Onde estão os idosos?
O levantamento mostra concentração expressiva de idosos em algumas regiões da cidade. As unidades com maior número de cadastros são:
ESF Centro: 1.411 idosos
ESF São Pedro: 1.319 idosos
ESF João Ribeiro: 1.196 idosos
ESF Santo Antônio: 1.191 idosos
ESF Santa Luzia: 1.140 idosos
ESF Vila Estância: 1.140 idosos
Somadas, apenas as ESFs Centro e São Pedro concentram 2.730 idosos, o que evidencia esses territórios como áreas estratégicas para políticas públicas, ações preventivas e serviços voltados ao envelhecimento.
Atendimento que chega ao território
Os números confirmam a forte atuação da rede municipal de saúde. Em 2024, foram realizados 211.917 atendimentos envolvendo pessoas idosas. Em 2025, entre janeiro e julho, o total já chega a 144.713 atendimentos, o equivalente a 68% do volume de todo o ano anterior, indicando manutenção e possível ampliação do atendimento até o fim do ano.
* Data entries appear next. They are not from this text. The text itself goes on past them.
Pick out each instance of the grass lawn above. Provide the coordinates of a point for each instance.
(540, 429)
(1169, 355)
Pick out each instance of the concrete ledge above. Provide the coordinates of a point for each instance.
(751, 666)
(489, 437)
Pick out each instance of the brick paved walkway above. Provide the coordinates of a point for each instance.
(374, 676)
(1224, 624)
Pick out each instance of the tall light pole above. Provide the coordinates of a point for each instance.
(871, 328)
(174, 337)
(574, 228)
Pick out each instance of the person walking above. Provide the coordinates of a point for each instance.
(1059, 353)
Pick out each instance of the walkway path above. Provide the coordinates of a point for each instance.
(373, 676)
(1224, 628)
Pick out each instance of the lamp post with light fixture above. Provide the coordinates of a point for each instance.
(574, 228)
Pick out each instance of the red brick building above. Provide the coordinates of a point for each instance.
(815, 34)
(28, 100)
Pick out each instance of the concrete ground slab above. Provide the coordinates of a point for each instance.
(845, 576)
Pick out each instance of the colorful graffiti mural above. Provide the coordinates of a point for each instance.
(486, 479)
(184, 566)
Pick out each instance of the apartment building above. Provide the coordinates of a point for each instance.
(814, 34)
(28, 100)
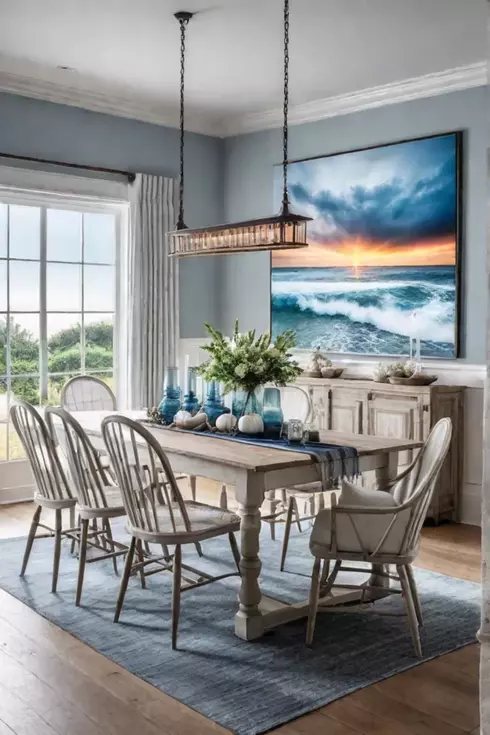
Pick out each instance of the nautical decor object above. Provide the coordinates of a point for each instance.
(226, 423)
(251, 423)
(172, 395)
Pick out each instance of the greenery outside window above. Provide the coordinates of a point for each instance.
(57, 303)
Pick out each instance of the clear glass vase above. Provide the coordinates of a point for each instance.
(272, 413)
(172, 395)
(214, 405)
(245, 402)
(191, 401)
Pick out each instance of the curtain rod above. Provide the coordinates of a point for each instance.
(129, 175)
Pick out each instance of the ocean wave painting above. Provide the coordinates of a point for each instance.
(381, 265)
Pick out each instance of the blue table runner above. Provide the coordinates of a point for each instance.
(334, 462)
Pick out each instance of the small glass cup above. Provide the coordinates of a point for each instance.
(295, 431)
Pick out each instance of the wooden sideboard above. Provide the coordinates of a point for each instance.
(402, 412)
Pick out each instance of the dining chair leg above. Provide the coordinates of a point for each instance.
(415, 595)
(30, 538)
(72, 516)
(296, 513)
(176, 593)
(57, 549)
(192, 483)
(74, 540)
(272, 526)
(410, 607)
(314, 594)
(125, 579)
(325, 572)
(112, 548)
(235, 551)
(139, 549)
(287, 531)
(81, 559)
(223, 498)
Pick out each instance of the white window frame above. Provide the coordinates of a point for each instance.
(76, 193)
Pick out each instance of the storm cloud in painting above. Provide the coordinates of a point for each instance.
(380, 266)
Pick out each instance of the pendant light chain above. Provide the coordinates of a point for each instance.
(285, 199)
(183, 19)
(283, 231)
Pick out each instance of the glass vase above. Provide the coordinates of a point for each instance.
(272, 413)
(245, 402)
(172, 395)
(191, 401)
(214, 405)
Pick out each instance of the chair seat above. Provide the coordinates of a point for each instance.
(206, 521)
(305, 490)
(371, 530)
(114, 508)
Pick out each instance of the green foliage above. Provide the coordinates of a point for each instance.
(63, 356)
(27, 389)
(99, 334)
(244, 362)
(23, 346)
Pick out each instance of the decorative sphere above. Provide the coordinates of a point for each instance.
(182, 416)
(251, 423)
(226, 422)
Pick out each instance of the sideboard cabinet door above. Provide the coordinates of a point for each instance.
(398, 416)
(346, 410)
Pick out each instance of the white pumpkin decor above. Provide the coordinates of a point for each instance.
(226, 423)
(181, 416)
(185, 420)
(251, 423)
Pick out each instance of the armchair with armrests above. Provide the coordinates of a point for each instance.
(382, 528)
Mais da metade dessas ações (53%) é realizada por Agentes Comunitários de Saúde, que atuam diretamente no território e fazem a ligação entre os serviços de saúde e as famílias. Profissionais de enfermagem e médicos também têm participação relevante, com os atendimentos médicos representando cerca de 22% do total.
Perfil de saúde e riscos
O diagnóstico aponta que as doenças crônicas, como hipertensão, diabetes e problemas cardiovasculares, são as principais demandas da população idosa em Araxá. Esses quadros exigem acompanhamento contínuo, controle medicamentoso e estímulo ao autocuidado.
Outro ponto de atenção é o aumento da fragilidade física e da dependência funcional, especialmente entre idosos com 80 anos ou mais, grupo que representa cerca de 10% dos cadastros, mas que demanda cuidados mais intensivos, fisioterapia, reabilitação e atenção domiciliar.
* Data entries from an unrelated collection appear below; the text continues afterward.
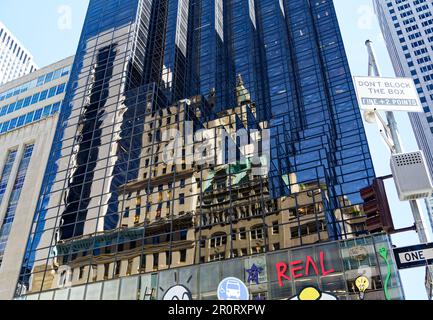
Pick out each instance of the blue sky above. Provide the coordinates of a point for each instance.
(50, 29)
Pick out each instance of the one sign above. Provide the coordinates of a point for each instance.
(388, 94)
(414, 256)
(232, 289)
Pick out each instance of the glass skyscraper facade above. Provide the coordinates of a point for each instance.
(125, 198)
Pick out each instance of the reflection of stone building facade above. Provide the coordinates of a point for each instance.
(111, 207)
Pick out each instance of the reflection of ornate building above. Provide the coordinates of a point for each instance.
(187, 206)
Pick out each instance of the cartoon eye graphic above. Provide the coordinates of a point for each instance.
(178, 293)
(312, 293)
(362, 284)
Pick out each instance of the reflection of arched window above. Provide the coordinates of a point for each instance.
(218, 239)
(257, 232)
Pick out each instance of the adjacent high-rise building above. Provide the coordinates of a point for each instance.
(15, 60)
(29, 112)
(207, 139)
(407, 27)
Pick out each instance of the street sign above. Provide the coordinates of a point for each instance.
(414, 256)
(232, 289)
(387, 94)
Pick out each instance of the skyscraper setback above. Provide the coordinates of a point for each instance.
(114, 208)
(15, 60)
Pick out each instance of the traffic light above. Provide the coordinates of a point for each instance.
(376, 208)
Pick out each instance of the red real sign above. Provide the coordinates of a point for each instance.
(299, 268)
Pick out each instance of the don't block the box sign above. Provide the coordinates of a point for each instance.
(387, 94)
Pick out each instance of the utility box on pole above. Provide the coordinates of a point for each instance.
(411, 176)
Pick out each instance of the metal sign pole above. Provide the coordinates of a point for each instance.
(373, 71)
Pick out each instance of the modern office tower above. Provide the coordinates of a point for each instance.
(15, 60)
(29, 110)
(407, 27)
(207, 139)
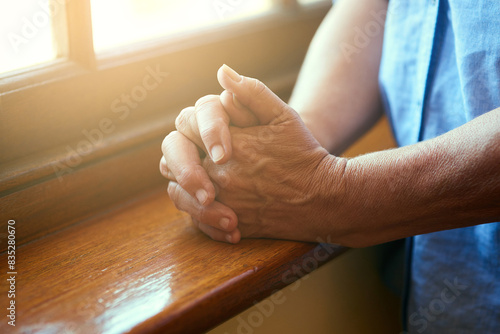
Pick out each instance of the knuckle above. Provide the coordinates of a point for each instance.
(212, 129)
(205, 101)
(171, 137)
(203, 215)
(173, 193)
(187, 176)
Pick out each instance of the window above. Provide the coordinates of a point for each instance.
(121, 22)
(88, 87)
(26, 34)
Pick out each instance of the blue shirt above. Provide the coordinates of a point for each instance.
(440, 69)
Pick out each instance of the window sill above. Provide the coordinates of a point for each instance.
(143, 268)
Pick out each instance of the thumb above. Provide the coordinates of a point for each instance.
(252, 94)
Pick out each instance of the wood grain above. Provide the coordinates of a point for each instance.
(143, 268)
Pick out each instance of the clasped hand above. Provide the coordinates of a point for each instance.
(243, 164)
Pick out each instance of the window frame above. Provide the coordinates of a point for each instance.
(45, 108)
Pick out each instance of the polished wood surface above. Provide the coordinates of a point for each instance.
(143, 268)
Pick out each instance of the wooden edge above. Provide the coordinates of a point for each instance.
(23, 173)
(240, 293)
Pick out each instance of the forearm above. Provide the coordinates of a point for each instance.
(337, 93)
(448, 182)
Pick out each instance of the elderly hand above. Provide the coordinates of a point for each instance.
(272, 178)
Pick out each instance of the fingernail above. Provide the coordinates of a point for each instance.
(202, 196)
(217, 153)
(232, 74)
(224, 223)
(237, 103)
A saúde mental, a solidão e a depressão aparecem como fatores crescentes, reforçando a necessidade de ações integradas entre saúde e assistência social, com grupos de convivência e acompanhamento psicossocial.
Vacinação ainda abaixo da meta
Na imunização, a cobertura da vacina contra a influenza avançou de 45,48% em 2024 para 49,72% em 2025 até julho. Apesar da melhora, o índice permanece bem abaixo da meta de 90%, indicando a necessidade de busca ativa, ampliação de pontos de vacinação e maior mobilização comunitária, especialmente nas regiões com maior concentração de idosos.
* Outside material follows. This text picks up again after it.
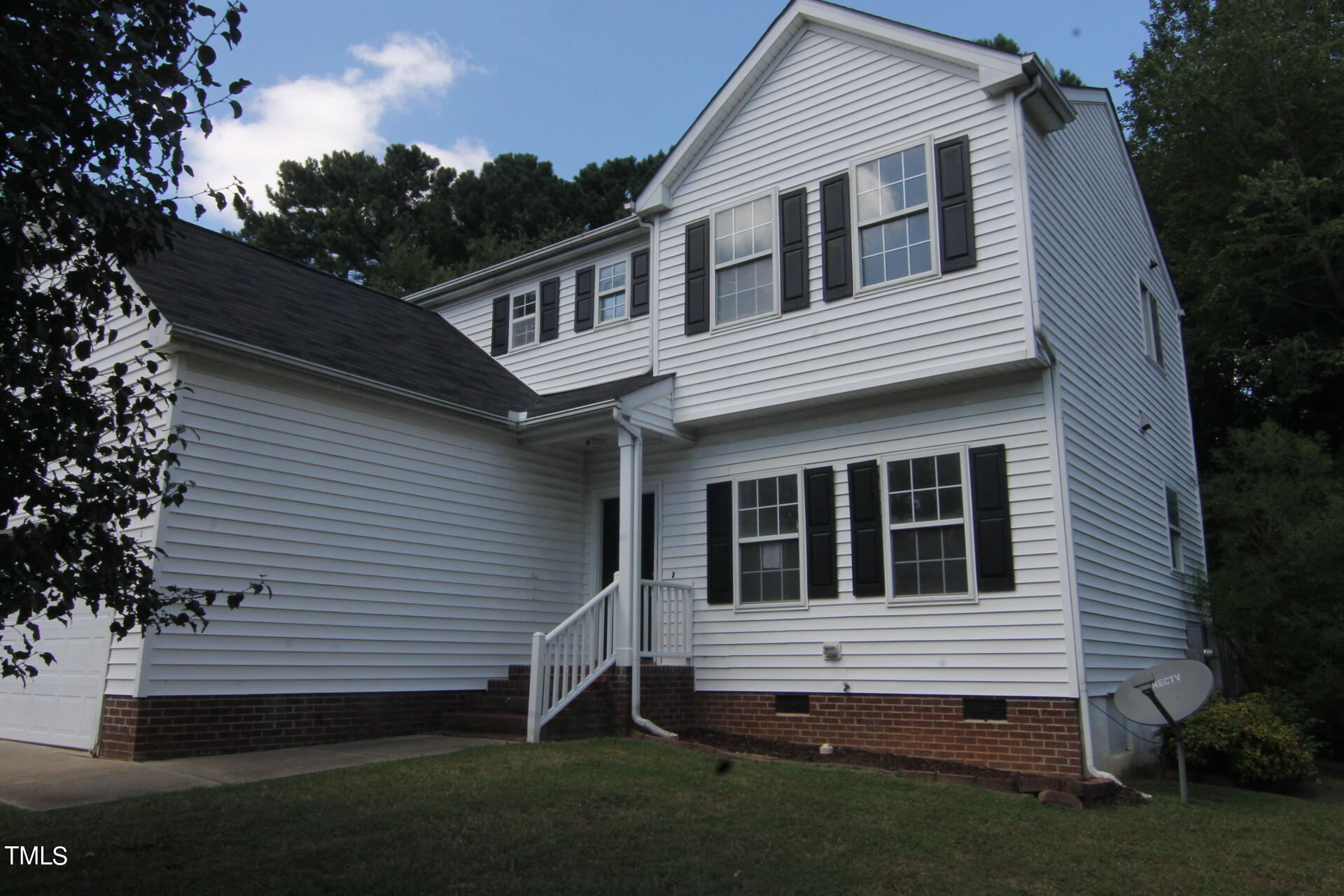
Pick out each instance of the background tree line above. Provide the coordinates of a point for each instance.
(403, 222)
Rede forte, desafios crescentes
O diagnóstico conclui que Araxá possui uma Atenção Primária estruturada e capilarizada, capaz de acompanhar quase toda a população idosa do município. No entanto, o envelhecimento acelerado exige ampliação da atenção especializada, fortalecimento do cuidado domiciliar, apoio aos cuidadores familiares e integração contínua entre saúde e assistência social.
Os dados mostram que envelhecer em Araxá é, cada vez mais, uma pauta central para o planejamento público, especialmente nos territórios onde os números indicam maior concentração e maior demanda por cuidado.